This is a CBC with Differential report from the Hematology department. Here's a full interpretation and clinical uses of this result:
CBC Report Summary
| Parameter | Result | Reference Range | Status |
|---|
| RBC | 7.73 × 10⁶/µL | 4.00–5.50 | 🔴 HIGH |
| Hematocrit (Hct) | 59.2% | 34.00–49.00 | 🔴 HIGH |
| Hemoglobin (Hb) | 19.8 g/dL | 11.50–16.50 | 🔴 HIGH |
| MCH | 25.6 pg | 26.00–34.00 | 🟡 Low |
| MCHC | 33.4 g/dL | 32.00–35.00 | ✅ Normal |
| MCV | 76.6 fL | 76.00–98.00 | ✅ Low-normal |
| Mean Platelet Volume | 10.9 fL | 7.50–11.00 | ✅ Normal |
| Platelet Count | 139 × 10³/µL | 149–400 | 🟡 Low-normal |
| RDW-CV | 14.0 | 12.00–18.00 | ✅ Normal |
| RDW-SD | 40.4% | 35.00–52.00 | ✅ Normal |
| WBC Total | 6.4 × 10³/µL | 4.00–10.60 | ✅ Normal |
| Neutrophils | 3.68 × 10³/µL | 2.00–7.50 | ✅ Normal |
| Lymphocytes | 2.4 × 10³/µL | 1.00–3.50 | ✅ Normal |
Clinical Interpretation
🔴 Primary Finding: Erythrocytosis (Polycythemia)
The striking triad of elevated RBC (7.73), Hb (19.8 g/dL), and Hct (59.2%) indicates erythrocytosis — an abnormally high red cell mass. The hemoglobin of 19.8 g/dL and hematocrit of 59.2% are significantly above normal, which is clinically important.
Red Cell Morphology Clues
- MCV 76.6 fL (low-normal) + MCH 25.6 pg (low): suggests microcytic, hypochromic red cells — pointing toward iron deficiency coexisting with or underlying the polycythemia (common in chronic hypoxia/high altitude states)
- MCHC normal and RDW normal: relatively uniform cell population, arguing against severe hemolysis or major mixed anemia
Platelet Count
- 139 × 10³/µL — slightly below the lower reference limit. Mild thrombocytopenia may warrant monitoring.
Uses / Differential Diagnosis of These Results
1. Secondary Polycythemia (Most Likely)
Caused by increased erythropoietin (EPO) production:
- Chronic hypoxia: COPD, sleep apnea, high altitude residence
- Smoking: carboxyhemoglobin reduces O₂ delivery → EPO rise
- Renal causes: renal artery stenosis, renal cysts, EPO-secreting tumors
- High-affinity hemoglobin variants (congenital)
2. Polycythemia Vera (PV)
A myeloproliferative neoplasm with primary RBC overproduction. Suggested when WBC and platelets are also elevated — here WBC/platelets are normal/low, making PV less likely, but still requires JAK2 V617F mutation testing to exclude.
3. Relative (Spurious) Polycythemia
Due to dehydration or plasma volume contraction — the red cell mass is normal but concentrated. A possibility if the patient appears clinically dehydrated.

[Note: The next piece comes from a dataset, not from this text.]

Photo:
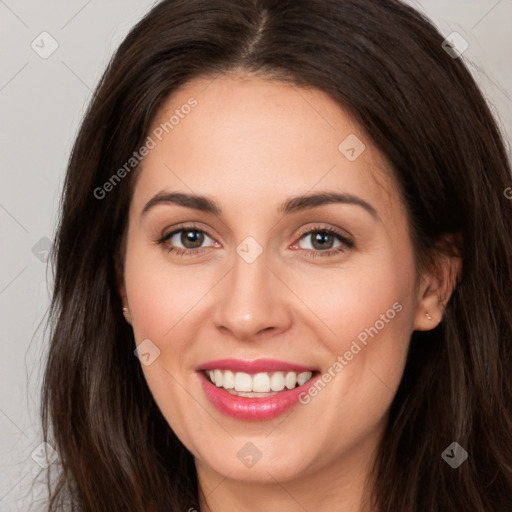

Next Diagnostic Steps Suggested by These Results
| Investigation | Reason |
|---|
| Serum EPO level | Low → PV; High → secondary polycythemia |
| JAK2 V617F mutation | Rule out Polycythemia Vera |
| Oxygen saturation / ABG | Check for hypoxia-driven cause |
| Serum ferritin / iron studies | MCH/MCV suggest possible iron deficiency alongside |
| Renal ultrasound | If EPO elevated, rule out renal pathology |
| Peripheral blood smear | Confirm red cell morphology |
Clinical Risks with These Values
- Hyperviscosity: Hct > 55% significantly increases blood viscosity → risk of thrombosis (stroke, DVT, MI)
- Headaches, plethora, visual disturbances: classic symptoms
- Phlebotomy/venesection may be needed urgently if symptomatic
This CBC strongly warrants hematology referral for further workup of the erythrocytosis. The low-normal MCV and low MCH alongside polycythemia is a characteristic pattern seen in chronic hypoxic states (e.g., cyanotic congenital heart disease, severe COPD, or high-altitude living).